Hello Stephanie, you need to come pick me up at Par Blvrd correctional facility and bring $750-$1000 for bail. I just got a DUI. Thank you.
What!?!?! How are you txting?!
Because this is Officer Reynolds, and I just arrested your boyfriend.
Maybe I lied like you did about your herpes.
hapi new year, hope this year brings u happiness and lots of sexi people ;)
stop writing like that.
dude. we need more in our fridge then just beer and applesauce.
Drunk tip #47: Its better to overestimate how many plastic bottles itll take to urinate in, rather then underestimate.
Oh and I found some acid for the drive back to school, productive day
I JUST MACED MY OWN FACE
This is by far the best text I have ever woken up to.
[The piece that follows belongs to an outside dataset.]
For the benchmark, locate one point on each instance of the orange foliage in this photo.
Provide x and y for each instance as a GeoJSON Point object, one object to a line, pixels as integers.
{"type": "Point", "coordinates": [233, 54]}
would it be mean if I put better with the lights off on my sex playlist just for my hook up with him?
Yeah I just don't know how I feel about my fuck buddy coming to work at my dads office with me.
This is like the first time all week I've properly taken my birth control. My ovaries are so stoked I just know it.
went to class still drunk this morning and my professor made the class give me a round of applause and said, "see people, THIS is inspirational... if she can make it to class in this condition there is no excuse not to show up!"
I just spent 100$ at a sex shop to make myself feel better. And I signed you up to win 200$ so if you win, it's mine. And yes I'm serious.
She was pretty impressed that I led all thirty of us back to campus in my state of drunk. Evidently so impressed that she now refers to me as "Moses" in bed.
how the FUCK did i spend 25 dollars at 50 cent beer night?
Drunk me says 72 hours of Mexican Viagra and room service.Sober me says we stopped being lovers for a reason after the last lost weekend.